Even with all the support, there are some days I wish I could hear “you’re doing a good job” over and over again because saying it to myself just isn’t enough. A lot of times when I’m at home with my baby and I’m obsessed with naps and the feeding schedule it can just feel like no one really cares how hard it is. Going from a job in the public sphere to a job in the private sphere is extremely abrupt. When you work in the service industry you have a constant stream of feedback letting you know your work is appreciated. The dedication I had to my profession was reflected in monetary and audible compliments. People could see the hard work, the polish, the experience. When you move from a high-profile position to one that is even more important in some ways, the job of being a mom, the people who see your dedication dwindles down to your immediate family, and regularly the only people who watch me day in and day out are my baby and my dog, and they’re hardly tipping me based on performance.

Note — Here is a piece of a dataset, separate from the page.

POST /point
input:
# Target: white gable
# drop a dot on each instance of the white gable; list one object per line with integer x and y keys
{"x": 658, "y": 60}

I feel guilty that I want recognition for this job. My husband works long, long hours. He is basically the sole provider of income for our family which puts a lot of pressure on him. He currently just opened a restaurant and is still the head chef and partial owner of another. Yet, he is the picture of stoicism. The man doesn’t complain; he takes on all the hard work and gets it done. I… want to be like that. I sometimes feel like I hold onto hard, trying days, so I can tell Big Radish about them because if I don’t explain or, let’s be honest, whine, about how hard my days are then it’s like they never happened. No one else sees me, no one else will ever know how hard my days can be because no one is around to bare witness. I feel like if I’m stoic then it’s like saying this is an easy job, and, it’s not!

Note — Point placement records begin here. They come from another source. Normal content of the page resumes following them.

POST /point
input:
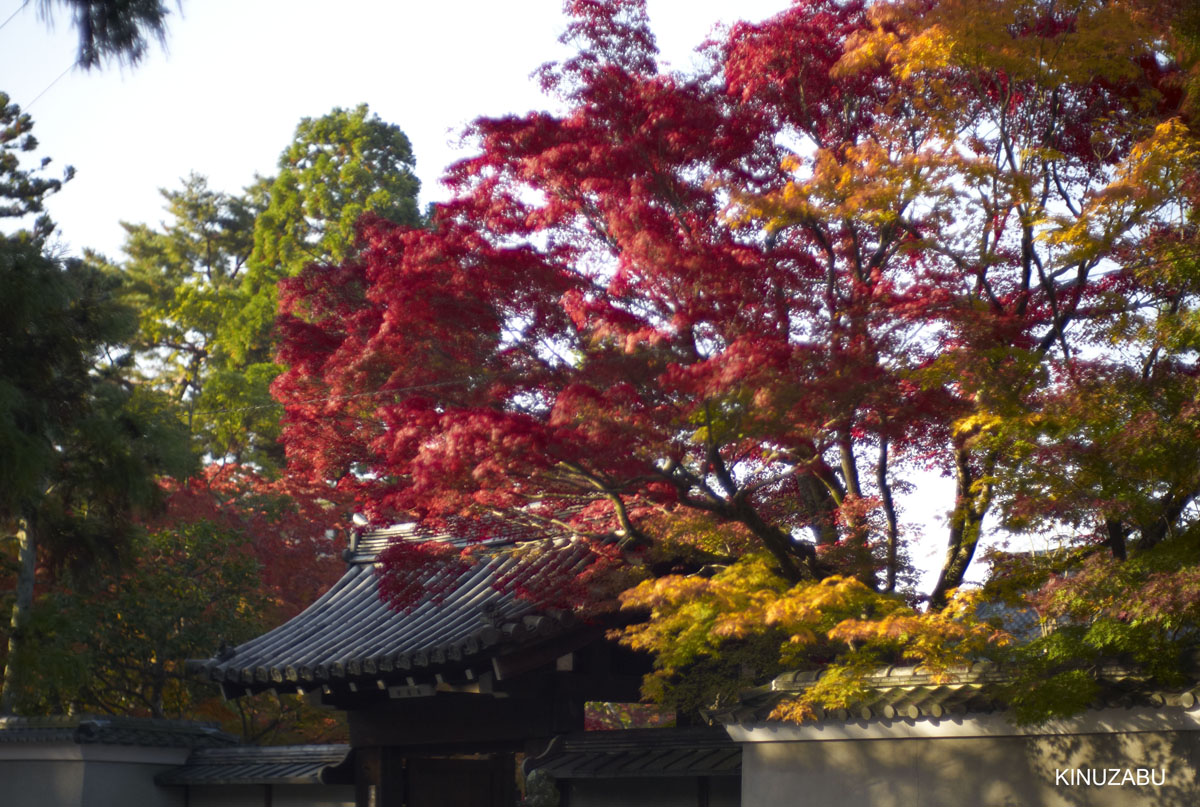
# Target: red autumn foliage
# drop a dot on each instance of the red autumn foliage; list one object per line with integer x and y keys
{"x": 759, "y": 296}
{"x": 295, "y": 532}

Little Bear is perfect. He’s adorable, he loves to smile, his laugh melts me, the way he lights up when he hears my voice… I mean, there’s nothing better. So, when I’m exhausted from no sleep and I feel like some days are just so hard, too hard, it makes me feel like something is wrong with me. I know I’m a good mom and I try so hard, but sometimes it just never feels like enough, and all the triumphs and tragedies of motherhood happen behind closed doors where no one seems to notice or particularly care that you’re covered in spit up and it has taken an hour to get him down for yet another nap, which, will only be thirty minutes.
I’ll leave you with this:
Feeling like you want acknowledgement is not only a real emotion, it’s a normal one. When your whole life goes topsy-turvy because suddenly your job is no longer primarily outside the house (and even if it is), it’s ok to feel like this is really hard. Sometimes you just need to say THIS IS REALLY HARD, or type it in a desperate text message to another mom friend (my friend Katie tends to get these texts like three times a day), because you’re exhausted. Guess what, you’re probably getting some stuff wrong, I know I am, but at least we’re all trying and we love our babies. Those two things, more than anything else, will get us through this.